Since the clone will run concurrently with the production instance, the process should ensure that resources do not conflict (e.g. renaming of resources) and that data is copied. Admins may also want to retain provenance information for clones to either track the clone copies or to enable updates to the clones (pushing a new “golden copy”).
Application retrieval
Admins will need to retrieve past versions of applications for reasons, including legal cases, project retrieval, or regulatory compliance. Traditionally, retrieval was focused on data, but now application retrieval is becoming more important. Application retrieval enables users to recreate the application flow and view the data in context.
Application resource recovery
Admins will need to recover a subset of an application for reasons ranging from legal cases to testing a subset of an application, to rolling back only one part of an application.
Some backup admins might just choose to protect the namespace. The data protection solution should still be able to do that. The challenge with namespace protection is that it only has the option to use simplistic crash-consistent protection mechanisms, the application owner cannot easily specify a recovery, and there is no clear connection between the backup team and application team.
Protection is not just for backups, but recovery too
The security for protecting the application is not just applicable to backing up data. The application protection solution should have security postures in place in each layer as explained in the following:
Installation
The images of the protection solution should be certified so Kubernetes admins can be sure that they are deploying only the intended image in their environment. This is to prevent any malware disguised as the data protection solution.
The protection solution’s permissions needed in the environment should be restrictive. For instance, the data protection operator should not have the permissions to delete resources in the cluster.
Backup
The data protection solution should provide options to encrypt the data. Immutability of backups is critical to prevent ransomware attacks. The data protection solution should restrict access to sensitive Kubernetes objects such as secrets. Moreover, the data protection solution should be able to work with secret management tools used currently in the Kubernetes environment.
Orchestration
The data protection solution should store metadata outside the cluster such that in case of any cluster disaster or breach, the backup metadata is not corrupted. This centralized metadata should be able to support cross-account, cross-region restores in case of disasters.
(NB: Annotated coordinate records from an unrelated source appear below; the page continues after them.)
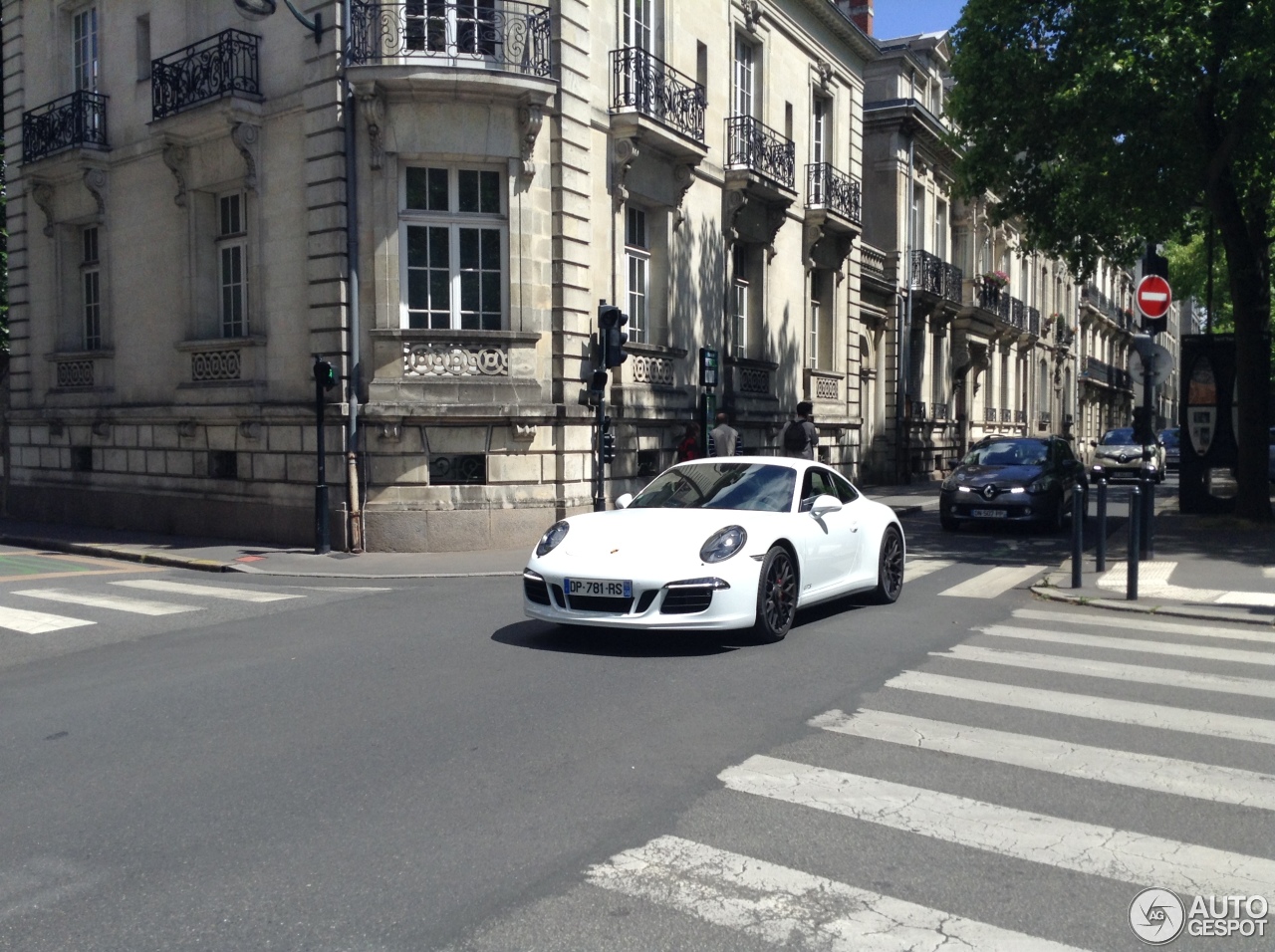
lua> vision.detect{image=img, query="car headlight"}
[700,525,748,562]
[536,520,571,556]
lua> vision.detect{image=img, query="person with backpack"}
[779,400,819,460]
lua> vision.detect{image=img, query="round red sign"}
[1134,274,1173,320]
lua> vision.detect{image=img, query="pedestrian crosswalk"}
[584,606,1275,952]
[0,579,305,634]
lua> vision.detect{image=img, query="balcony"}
[150,29,261,119]
[611,46,709,148]
[909,251,965,305]
[22,90,110,162]
[806,162,864,226]
[346,0,552,79]
[725,116,797,191]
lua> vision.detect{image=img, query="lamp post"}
[235,0,323,45]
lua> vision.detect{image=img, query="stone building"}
[3,0,1167,551]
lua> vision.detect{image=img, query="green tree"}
[947,0,1275,521]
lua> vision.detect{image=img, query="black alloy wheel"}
[753,546,797,641]
[873,525,904,605]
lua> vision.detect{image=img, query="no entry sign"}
[1134,274,1173,320]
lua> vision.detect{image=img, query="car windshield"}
[1098,427,1138,446]
[629,463,797,512]
[961,440,1049,466]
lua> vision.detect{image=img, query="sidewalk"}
[0,483,1275,625]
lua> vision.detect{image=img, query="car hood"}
[956,465,1044,488]
[559,509,791,562]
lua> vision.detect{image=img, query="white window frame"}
[217,191,249,338]
[625,205,650,345]
[399,162,509,330]
[72,5,102,93]
[81,224,102,351]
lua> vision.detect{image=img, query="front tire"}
[873,525,905,605]
[752,546,797,641]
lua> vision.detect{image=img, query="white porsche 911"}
[523,456,905,641]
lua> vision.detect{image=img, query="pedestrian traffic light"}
[598,305,629,367]
[314,357,337,390]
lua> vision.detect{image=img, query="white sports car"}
[523,456,905,641]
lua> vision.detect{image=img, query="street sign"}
[1134,274,1173,320]
[1129,345,1173,386]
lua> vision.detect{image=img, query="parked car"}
[523,456,905,641]
[938,436,1085,532]
[1160,427,1182,473]
[1090,427,1164,483]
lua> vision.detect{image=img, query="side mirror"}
[810,493,842,519]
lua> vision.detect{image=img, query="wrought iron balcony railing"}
[911,251,965,305]
[150,29,261,119]
[611,46,709,142]
[806,162,864,224]
[346,0,552,78]
[22,90,110,162]
[725,116,797,188]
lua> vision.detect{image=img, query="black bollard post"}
[1125,486,1143,601]
[1060,483,1089,589]
[1094,477,1107,573]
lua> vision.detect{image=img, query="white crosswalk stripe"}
[588,836,1096,952]
[111,579,305,601]
[718,755,1275,898]
[810,710,1275,811]
[930,645,1275,698]
[0,605,95,634]
[938,566,1048,597]
[13,589,201,615]
[974,624,1275,668]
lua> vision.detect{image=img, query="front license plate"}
[562,579,634,597]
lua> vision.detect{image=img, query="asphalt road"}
[0,502,1272,952]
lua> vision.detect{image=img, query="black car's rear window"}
[961,440,1049,466]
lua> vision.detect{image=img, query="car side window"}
[832,473,860,502]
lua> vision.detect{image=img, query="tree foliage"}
[947,0,1275,519]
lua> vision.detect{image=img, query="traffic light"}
[314,357,337,390]
[598,305,629,367]
[602,416,616,463]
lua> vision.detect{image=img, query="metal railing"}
[611,46,709,142]
[22,90,109,162]
[806,162,864,223]
[346,0,552,78]
[150,29,261,119]
[725,116,797,188]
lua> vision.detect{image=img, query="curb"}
[1032,585,1275,628]
[0,534,235,573]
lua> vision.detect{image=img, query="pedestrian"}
[677,423,700,463]
[709,411,739,456]
[779,400,819,460]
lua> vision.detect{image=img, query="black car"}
[938,436,1085,532]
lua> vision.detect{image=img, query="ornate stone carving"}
[518,104,545,185]
[611,138,641,210]
[402,345,509,377]
[356,83,385,169]
[231,122,261,191]
[163,142,187,208]
[84,168,108,223]
[31,182,54,238]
The communication between the data protection operator component in the cluster and the orchestration layer should be secure from end to end. Authorization is managed between the two protection components by the data protection solution.
Restore
The data protection solution should provide the ability to manage users and groups that have access to restore the backups. Recovery of applications should be scoped for the environment and the cloud admin should be able to define the scope in which the restore is valid. This ensures that no bad actors, internal threats, or leaks can re-create the application beyond the defined scope.
Conclusion
Kubernetes is the most commonly used container orchestration tool to run production applications. Though Kubernetes is resilient, it is a complex environment; it cannot bring back data and it does not have application objects, thus making Kubernetes application protection critical. There are multiple users in your organization who interact with Kubernetes environments, i.e. members from the central admin team and the application owners. Users will need the data protection solution to provide disaster recovery, rollback, cloning, retrieval for compliance, and resource recovery for the applications. Moreover, the data protection solution should have security posture for this modern workload across installation, backup, orchestration, and recovery.